The ROTC program in Prince George's, which hit a low of 111 students in 1970 when it was offered only at Oxon Hill High School, has signed up 906 students for September at seve high schools.
The program also is booming in the District of Columbia.
"We've gone from a low of 470 students in 1973 to 1,100 in 1978," says Col. Raymond L. Smith, who runs the ROTC program in Washington's schools.
While most educators still retain clear memories of thee antiwar protests and demonstrations that took place at many schools in the early 1970s, these events seem to many of today's pupils a part of the distant past.
"If you try to talk about antimillitary feeling now to these kids, they don't know what you're talking about," says Col. Smith. "That's something the old folks did."
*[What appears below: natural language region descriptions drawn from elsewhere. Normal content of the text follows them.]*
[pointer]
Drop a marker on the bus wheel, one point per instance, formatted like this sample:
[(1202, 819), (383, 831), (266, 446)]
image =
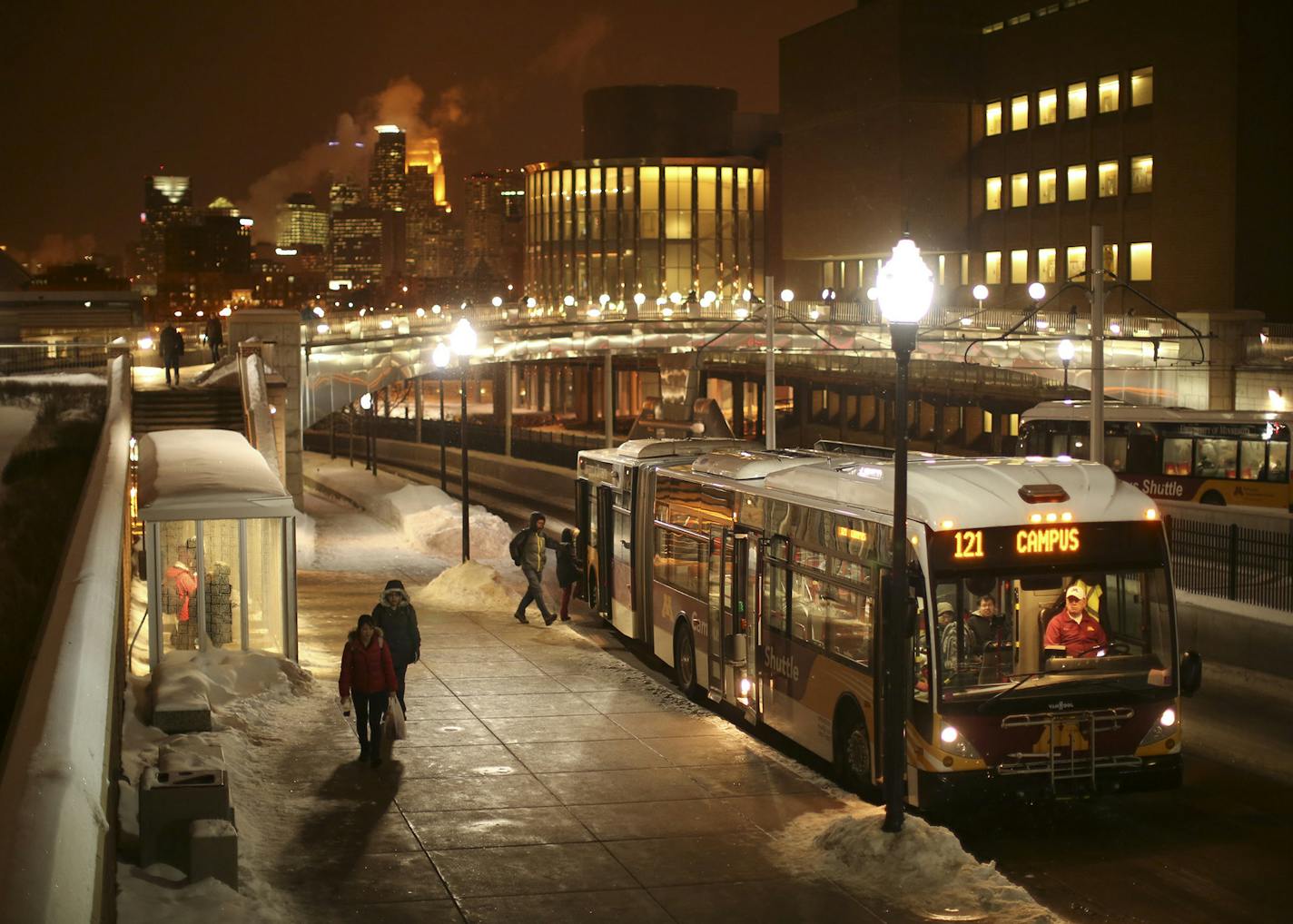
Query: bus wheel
[(853, 751), (685, 661)]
The growing appeal of high school ROTC courses in the Washington area reflects what is happening around the country. Nationally, the number of high school students enrolled in Naval ROTC has gone from 9,000 to 23,000 in the last 10 years.
Air Force ROTC enrollment in high schools around the nation increased from 22,313 in 1971-72 to about 31,600 this year.
The ROTC courses in the Washington area mix light instruction in military science and history with drills. Participants are under no obligation to join the armed services, and national ROTC officials say that most of those enrolled in high school programs do not choose military careers.
In addition, the instructional materials are hardly traditional these days. Smith, who runs the District's program, uses such books as "Roots," "Patton," and "Bury My Heart at Wounded Knee" in some courses.
Among the students enrolling in the program in the District and Prince George's are increasing numbers of women and blacks.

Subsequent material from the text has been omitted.